The left one is a CD 134 Hemingray with 1871 and 1893 patents. 


From a strange.... not quite garage sale, not quite antique store, but not an estate sale. This building, actually-- and full of antique oil lamps and electrical parts!


----------



## CanadianBottles (Oct 3, 2017)

That's a lightning rod insulator.  It's intact.  I don't know when it's from unfortunately.  I imagine around 1900 or so.  I don't think they can be dated particularly accurately.

I like finding places like that!  Reminds me of a place outside of Ottawa where I found a beautiful 19th century glass lamp a while back for only a couple dollars.


----------



## 143Tallboy (Oct 4, 2017)

Here's a photo I posted a few years ago showing how they were used:

https://www.antique-bottles.net/sho...glass-whatnots&p=644573&viewfull=1#post644573


----------



## botlguy (Oct 4, 2017)

Another good exchange. Those Lightning Rod insulators come in a wide variety of styles, shapes and colors and are quite collectible, some bringing big bucks. Yours is common but looks to be a nice example. 
Jim S


----------



## Robby Raccoon (Oct 4, 2017)

Canadian Bottles, thank you. You never know where you'll find something. I was directed to find this sale from a guy at the flea market. 

143TallBoy, thank you very much. Really helps picture it. 

botlguy, thank you. Which manufacturers made them? Just Hemingray, Brookfield and Diamond, or also their smaller competitors?


----------



## botlguy (Oct 4, 2017)

Spirit Bear said:


> botlguy, thank you. Which manufacturers made them?
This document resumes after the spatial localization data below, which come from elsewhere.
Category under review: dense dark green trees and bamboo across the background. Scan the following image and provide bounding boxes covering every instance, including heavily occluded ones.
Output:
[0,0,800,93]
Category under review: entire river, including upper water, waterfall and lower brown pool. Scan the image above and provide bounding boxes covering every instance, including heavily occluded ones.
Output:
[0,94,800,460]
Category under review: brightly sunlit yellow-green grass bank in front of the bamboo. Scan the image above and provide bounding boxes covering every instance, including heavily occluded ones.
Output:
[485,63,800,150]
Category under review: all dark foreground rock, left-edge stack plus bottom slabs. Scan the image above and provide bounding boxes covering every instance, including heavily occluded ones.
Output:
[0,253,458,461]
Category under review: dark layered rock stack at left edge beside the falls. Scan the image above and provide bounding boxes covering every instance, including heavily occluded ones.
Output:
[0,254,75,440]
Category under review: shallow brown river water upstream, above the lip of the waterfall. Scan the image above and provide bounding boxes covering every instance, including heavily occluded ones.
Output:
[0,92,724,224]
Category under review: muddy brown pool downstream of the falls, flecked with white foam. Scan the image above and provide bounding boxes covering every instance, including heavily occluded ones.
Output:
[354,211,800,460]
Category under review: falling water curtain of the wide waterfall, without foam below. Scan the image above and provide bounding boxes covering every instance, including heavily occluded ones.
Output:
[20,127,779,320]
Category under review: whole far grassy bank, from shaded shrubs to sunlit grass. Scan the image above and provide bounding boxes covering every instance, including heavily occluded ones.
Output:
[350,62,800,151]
Just Hemingray, Brookfield and Diamond, or also their smaller competitors?


I am no expert by any means but if my memory serves me I think most are unidentified as to the maker and none attributed to the major glass works. Some have a squiggly metal thingy on the top that identifies the maker. An online search should turn up something, perhaps a lot.


----------



## Robby Raccoon (Oct 5, 2017)

Thank you, Jim.


----------



## Yimbo (Jan 19, 2018)

I have 3 lightning rod insulators and the spire off the top of a glass globe. Only 1 has a name SPRATT, looked it up and there are some purple, yellow, blue-green, clear and dark green. There's a lot of information on the sites especially the Crown Jewels site.

The other 2 things in the 1st pic are gutter hangers


----------



## botlguy (Jan 19, 2018)

The SPRATT is highly desired being embossed.
Jim S


----------



## Mr. Hemingray (May 30, 2019)

Chiming in very late here, but as far as I know, Hemingray and Brookfield didn't make LRIs. However, both glasshouses DID make some small spool type insulators with those CDs spanning from 1045-1106.


----------